Tenho estado a cogitar sobre o porquê a ideia da verdade se apresenta tão complicada à mente da maioria das pessoas. A verdade, em si mesma, é a essência da simplicidade. Porém, dá-se que cada qual se aproxima da Verdade a partir do ponto de vista de seus próprios gostos e desgostos, a partir de seu ponto de vista pessoal, e por essa maneira, atribui à verdade certas qualidades definidas que foi a própria pessoa quem desenvolveu. O místico atribui à verdade as qualidades místicas que alcançou e o ocultista vê a verdade somente em coisas não visíveis para os olhos físicos. Se, porém, tiverdes a verdade como não possuindo qualquer das qualidades definidas da mente humana, verificareis que ela, em absoluto, não pode ter facetas. É semelhante a uma joia. A beleza da joia reside nela mesma e não nas facetas que nela recortais. Podem elas adornar a joia, porém a beleza da joia está na joia, não nas facetas.
Assim, pois, se encarardes a verdade, a vida, deste ponto de vista, assimilareis todas as expressões dela por meio de experiência e assim chegareis a essa simplicidade que é a espiritualidade verdadeira. Por simplicidade não entendo eu a simplicidade da rudeza, da vulgaridade, porém, a simplicidade que é a quintessência de todo o pensamento, de toda a emoção — que brota da origem de todas as coisas. Quando tocais essa origem, sois essa simplicidade, sois essa vida. A simplicidade é beleza e grandeza. Todas as coisas grandes possuem essa qualidade da simplicidade, a qual é apenas um processo de assimilação contínua e de contínua eliminação, até que tenhais chegado à plena realização dessa verdade que é vida, na qual não há divisão de partes múltiplas, nem distinção de muitas facetas. Estas são apenas ilusões da mente ignorante. Assim, pois, tendes que vir à Verdade com plena simplicidade da grande experiência, e então podeis discernir as qualidades refinadoras da verdade por todo o mundo, seja qual for a maneira pela qual ela se expresse. Vós sereis parte dessa Verdade. Então, não dividireis a vida em misticismo ou ocultismo, em Puritanismo ou Catolicismo Romano, em beleza e feiura.
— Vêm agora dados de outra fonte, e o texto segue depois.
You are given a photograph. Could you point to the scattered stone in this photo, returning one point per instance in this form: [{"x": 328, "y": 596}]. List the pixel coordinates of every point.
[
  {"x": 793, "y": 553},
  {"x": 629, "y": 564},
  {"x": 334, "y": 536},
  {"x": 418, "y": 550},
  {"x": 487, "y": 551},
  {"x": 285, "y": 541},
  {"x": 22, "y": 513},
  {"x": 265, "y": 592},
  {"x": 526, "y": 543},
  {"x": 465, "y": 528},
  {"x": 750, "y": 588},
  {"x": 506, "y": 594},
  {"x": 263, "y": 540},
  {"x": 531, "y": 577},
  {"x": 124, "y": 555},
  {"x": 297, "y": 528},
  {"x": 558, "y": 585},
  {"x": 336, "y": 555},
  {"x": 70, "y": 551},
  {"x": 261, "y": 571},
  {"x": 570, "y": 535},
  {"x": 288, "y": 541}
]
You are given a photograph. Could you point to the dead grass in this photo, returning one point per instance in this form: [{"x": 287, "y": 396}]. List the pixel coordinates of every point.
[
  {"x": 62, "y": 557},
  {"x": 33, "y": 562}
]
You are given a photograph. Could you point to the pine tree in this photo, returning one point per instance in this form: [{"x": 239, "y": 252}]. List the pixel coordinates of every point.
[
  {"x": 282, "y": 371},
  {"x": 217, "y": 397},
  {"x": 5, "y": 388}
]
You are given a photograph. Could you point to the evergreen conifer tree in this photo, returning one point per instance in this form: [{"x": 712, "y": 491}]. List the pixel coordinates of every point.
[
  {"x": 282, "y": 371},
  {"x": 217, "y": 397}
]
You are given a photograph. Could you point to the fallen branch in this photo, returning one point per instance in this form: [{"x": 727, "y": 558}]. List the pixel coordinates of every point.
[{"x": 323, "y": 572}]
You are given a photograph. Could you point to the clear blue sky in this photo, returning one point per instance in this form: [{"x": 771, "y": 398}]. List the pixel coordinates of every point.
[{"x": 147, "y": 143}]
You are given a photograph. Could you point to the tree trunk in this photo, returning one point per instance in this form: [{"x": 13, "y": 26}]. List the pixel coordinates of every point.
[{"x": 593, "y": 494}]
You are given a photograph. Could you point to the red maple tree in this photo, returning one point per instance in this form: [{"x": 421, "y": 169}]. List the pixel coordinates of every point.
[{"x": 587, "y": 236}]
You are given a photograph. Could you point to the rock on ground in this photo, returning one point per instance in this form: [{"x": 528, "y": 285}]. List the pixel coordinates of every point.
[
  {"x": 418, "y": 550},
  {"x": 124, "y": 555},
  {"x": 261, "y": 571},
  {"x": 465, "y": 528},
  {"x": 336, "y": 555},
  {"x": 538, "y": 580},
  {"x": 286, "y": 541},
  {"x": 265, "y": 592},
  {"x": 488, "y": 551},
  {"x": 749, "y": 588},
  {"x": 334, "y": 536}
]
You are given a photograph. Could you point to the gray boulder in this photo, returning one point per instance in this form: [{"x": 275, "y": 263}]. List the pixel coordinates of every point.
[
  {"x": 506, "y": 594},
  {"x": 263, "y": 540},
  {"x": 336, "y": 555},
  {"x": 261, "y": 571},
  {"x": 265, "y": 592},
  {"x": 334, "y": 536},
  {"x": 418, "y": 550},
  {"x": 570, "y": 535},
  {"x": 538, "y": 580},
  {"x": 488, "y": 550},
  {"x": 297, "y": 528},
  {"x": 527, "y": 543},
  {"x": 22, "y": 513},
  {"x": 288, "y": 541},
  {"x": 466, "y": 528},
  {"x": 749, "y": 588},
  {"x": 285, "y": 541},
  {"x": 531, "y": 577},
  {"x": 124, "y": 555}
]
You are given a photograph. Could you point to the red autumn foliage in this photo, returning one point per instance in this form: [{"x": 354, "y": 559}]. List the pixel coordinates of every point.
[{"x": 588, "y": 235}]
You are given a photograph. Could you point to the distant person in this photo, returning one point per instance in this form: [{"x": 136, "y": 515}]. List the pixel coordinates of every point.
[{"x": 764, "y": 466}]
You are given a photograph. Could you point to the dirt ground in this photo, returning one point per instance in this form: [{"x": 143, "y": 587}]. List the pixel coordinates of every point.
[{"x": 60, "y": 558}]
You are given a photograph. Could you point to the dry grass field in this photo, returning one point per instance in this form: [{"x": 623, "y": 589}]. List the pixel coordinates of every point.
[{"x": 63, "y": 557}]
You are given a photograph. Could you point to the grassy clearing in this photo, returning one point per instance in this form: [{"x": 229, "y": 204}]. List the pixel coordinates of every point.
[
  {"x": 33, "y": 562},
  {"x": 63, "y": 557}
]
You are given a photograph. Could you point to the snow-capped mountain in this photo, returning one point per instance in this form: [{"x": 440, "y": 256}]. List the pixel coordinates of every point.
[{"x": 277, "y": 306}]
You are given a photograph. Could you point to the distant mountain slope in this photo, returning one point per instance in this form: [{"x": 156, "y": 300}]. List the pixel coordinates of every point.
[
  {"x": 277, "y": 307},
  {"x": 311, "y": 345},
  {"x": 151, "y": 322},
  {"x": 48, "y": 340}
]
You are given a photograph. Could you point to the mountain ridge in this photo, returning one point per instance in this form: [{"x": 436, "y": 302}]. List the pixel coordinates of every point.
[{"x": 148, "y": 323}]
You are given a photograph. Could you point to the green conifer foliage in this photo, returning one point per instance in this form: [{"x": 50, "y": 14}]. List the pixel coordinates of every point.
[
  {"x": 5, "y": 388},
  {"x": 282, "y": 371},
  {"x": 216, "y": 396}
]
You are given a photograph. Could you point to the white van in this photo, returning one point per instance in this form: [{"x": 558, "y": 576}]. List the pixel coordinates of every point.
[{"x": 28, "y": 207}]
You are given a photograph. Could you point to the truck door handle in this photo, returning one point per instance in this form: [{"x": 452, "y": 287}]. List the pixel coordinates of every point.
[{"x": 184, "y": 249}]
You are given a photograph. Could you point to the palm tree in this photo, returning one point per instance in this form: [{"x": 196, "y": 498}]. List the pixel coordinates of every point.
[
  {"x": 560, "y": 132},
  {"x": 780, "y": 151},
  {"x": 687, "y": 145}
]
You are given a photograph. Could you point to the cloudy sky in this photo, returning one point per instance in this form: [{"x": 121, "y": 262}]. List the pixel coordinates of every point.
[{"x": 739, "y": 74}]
A Verdade está no conjunto e o reconhecimento disso exige completa naturalidade, essa naturalidade que se acha desprovida de todas as qualidades sub-humanas, na qual existe espontaneidade de ação, de pensamento e emoção, pelo fato de haverdes tocado a pura fonte das coisas todas. Se assim encarardes a verdade e por ela tiverdes amor em si mesma, por ser ela simplicidade, então estabelecereis dentro de vosso coração e mente essa realidade que é a resultante do ser positivo, desprovido de todo apego, de toda dúvida, de toda a incerteza, de todo o argumentar sobre o que é bem e, o que é mal. Quando houverdes tocado essa fonte da realidade, sereis semelhantes ao deserto — vasto, ilimitado e indiviso.
Como disse outro dia, é pelo perquirir, pela vigilância continuada, pelo observar, que chegais à plena realização daquilo de que falo. Assim, pois, necessitais perguntar, precisais reduzir a pedaços as coisas, a fim de lhes encontrardes o significado e não meramente viver sentimentalmente em uma crença vaga. Chega-se à verdade mediante um processo de exame contínuo, de contínuo ajuste e seleção. A verdade é muito dura se ser abordada; porém uma mente determinada e um coração positivo, cheios de grande afeto, podem assimilá-la e podem atingir a tranquilidade perdurável e a serenidade do ser.